Tiara terbangun dari mimpi panjang. Perutnya begitu lapar. Dia meraih dua lembar roti tawar, selai stroberi dioleskan ke salah satu roti tawar. Kemudian ditumpuknya. Sekejap saja, makanan itu sudah memenuhi mulut mungilnya. Saat mendengar suara teman-temannya di kamar bermain, hati Tiara terasa panas. Sejak tadi dirinya sedang sangat sensitif. Gerakan langkahnya mirip monster yang siap menghancurkan. Pintu didorong dengan kasar.

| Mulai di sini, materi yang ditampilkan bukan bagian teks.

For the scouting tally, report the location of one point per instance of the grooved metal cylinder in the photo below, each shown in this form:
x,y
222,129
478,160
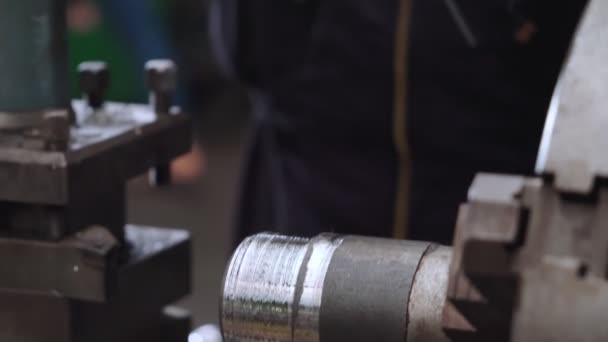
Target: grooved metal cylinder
x,y
334,288
34,57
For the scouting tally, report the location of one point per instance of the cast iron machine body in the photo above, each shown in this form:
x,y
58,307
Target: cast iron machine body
x,y
71,268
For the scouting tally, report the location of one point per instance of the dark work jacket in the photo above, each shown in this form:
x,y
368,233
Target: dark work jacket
x,y
321,157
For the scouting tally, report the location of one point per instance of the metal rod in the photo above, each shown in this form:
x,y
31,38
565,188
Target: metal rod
x,y
334,288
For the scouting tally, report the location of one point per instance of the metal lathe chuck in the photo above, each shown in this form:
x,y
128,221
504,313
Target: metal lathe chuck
x,y
334,288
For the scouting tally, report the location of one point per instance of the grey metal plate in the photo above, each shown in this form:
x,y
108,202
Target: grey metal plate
x,y
156,273
114,145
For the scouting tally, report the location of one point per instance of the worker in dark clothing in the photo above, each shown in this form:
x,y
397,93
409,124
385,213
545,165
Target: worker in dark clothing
x,y
322,76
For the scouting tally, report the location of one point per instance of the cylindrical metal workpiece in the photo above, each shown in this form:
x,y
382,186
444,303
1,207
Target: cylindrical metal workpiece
x,y
334,288
34,61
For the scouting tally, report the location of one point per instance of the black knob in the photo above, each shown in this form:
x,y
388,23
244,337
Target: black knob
x,y
161,80
94,81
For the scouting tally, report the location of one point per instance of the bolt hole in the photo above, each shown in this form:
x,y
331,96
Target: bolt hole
x,y
582,271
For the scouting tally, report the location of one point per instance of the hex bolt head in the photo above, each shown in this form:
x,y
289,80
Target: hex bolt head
x,y
161,80
94,79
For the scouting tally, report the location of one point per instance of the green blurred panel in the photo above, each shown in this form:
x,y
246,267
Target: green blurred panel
x,y
101,44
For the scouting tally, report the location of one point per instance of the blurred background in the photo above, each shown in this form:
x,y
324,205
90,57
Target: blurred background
x,y
126,33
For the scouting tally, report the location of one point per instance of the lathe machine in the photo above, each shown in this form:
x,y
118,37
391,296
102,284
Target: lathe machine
x,y
528,264
71,268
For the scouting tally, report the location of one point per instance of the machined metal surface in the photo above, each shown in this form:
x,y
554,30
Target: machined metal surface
x,y
107,147
575,140
87,266
333,288
34,59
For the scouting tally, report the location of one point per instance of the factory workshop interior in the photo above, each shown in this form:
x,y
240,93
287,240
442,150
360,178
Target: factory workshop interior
x,y
303,170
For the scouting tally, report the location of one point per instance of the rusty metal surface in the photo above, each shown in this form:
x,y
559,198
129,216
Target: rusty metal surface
x,y
575,140
117,143
87,266
428,296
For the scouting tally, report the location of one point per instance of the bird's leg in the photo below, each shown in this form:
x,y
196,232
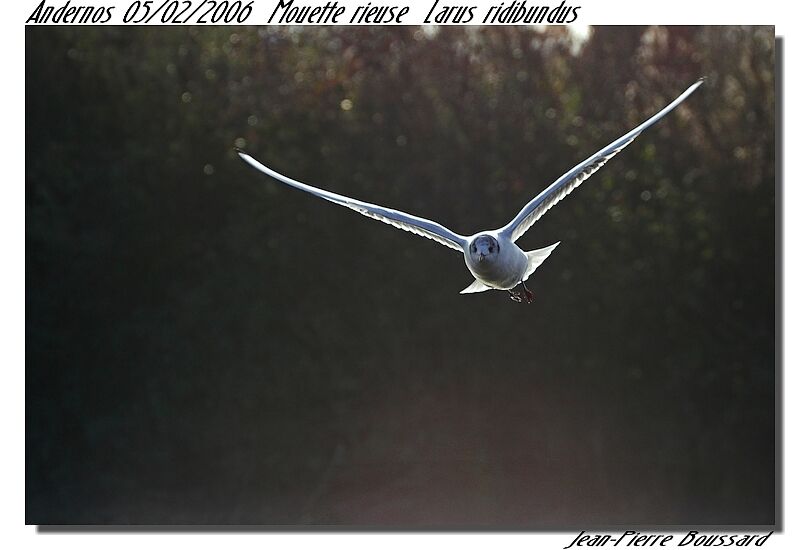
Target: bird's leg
x,y
528,293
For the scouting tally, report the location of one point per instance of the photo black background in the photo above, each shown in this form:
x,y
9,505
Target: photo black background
x,y
206,346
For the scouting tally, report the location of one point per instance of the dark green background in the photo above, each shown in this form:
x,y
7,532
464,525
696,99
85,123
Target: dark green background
x,y
204,345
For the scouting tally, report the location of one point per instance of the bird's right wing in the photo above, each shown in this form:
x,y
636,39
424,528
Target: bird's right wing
x,y
401,220
564,185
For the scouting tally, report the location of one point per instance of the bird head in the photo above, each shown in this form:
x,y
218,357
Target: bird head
x,y
484,248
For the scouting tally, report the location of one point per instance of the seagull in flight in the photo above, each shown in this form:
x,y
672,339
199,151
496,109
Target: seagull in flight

“Heh! kalian mikir nggak sih. Ini tuh rumah siapa? Udah main seenaknya. Makan semaunya. Berisik sepuasnya. Sebenarnya aku yang punya rumah ini atau kalian?”
Keempat bersaudara itu keheranan melihat perilaku temannya yang mirip orang kesurupan. Mereka sedikit takut, tetapi tetap melanjutkan bermain. Karena merasa diabaikan, Tiara benar-benar tidak bisa tinggal diam. Dia menendang balok yang disusun si kembar Nanda dan Reino dengan susah payah. Saudara kembar itu melotot. Robot kesayangannya jatuh tak beraturan. Lalu Tiara tak segan merampas barbie miliknya dari tangan Nindi dan Reina.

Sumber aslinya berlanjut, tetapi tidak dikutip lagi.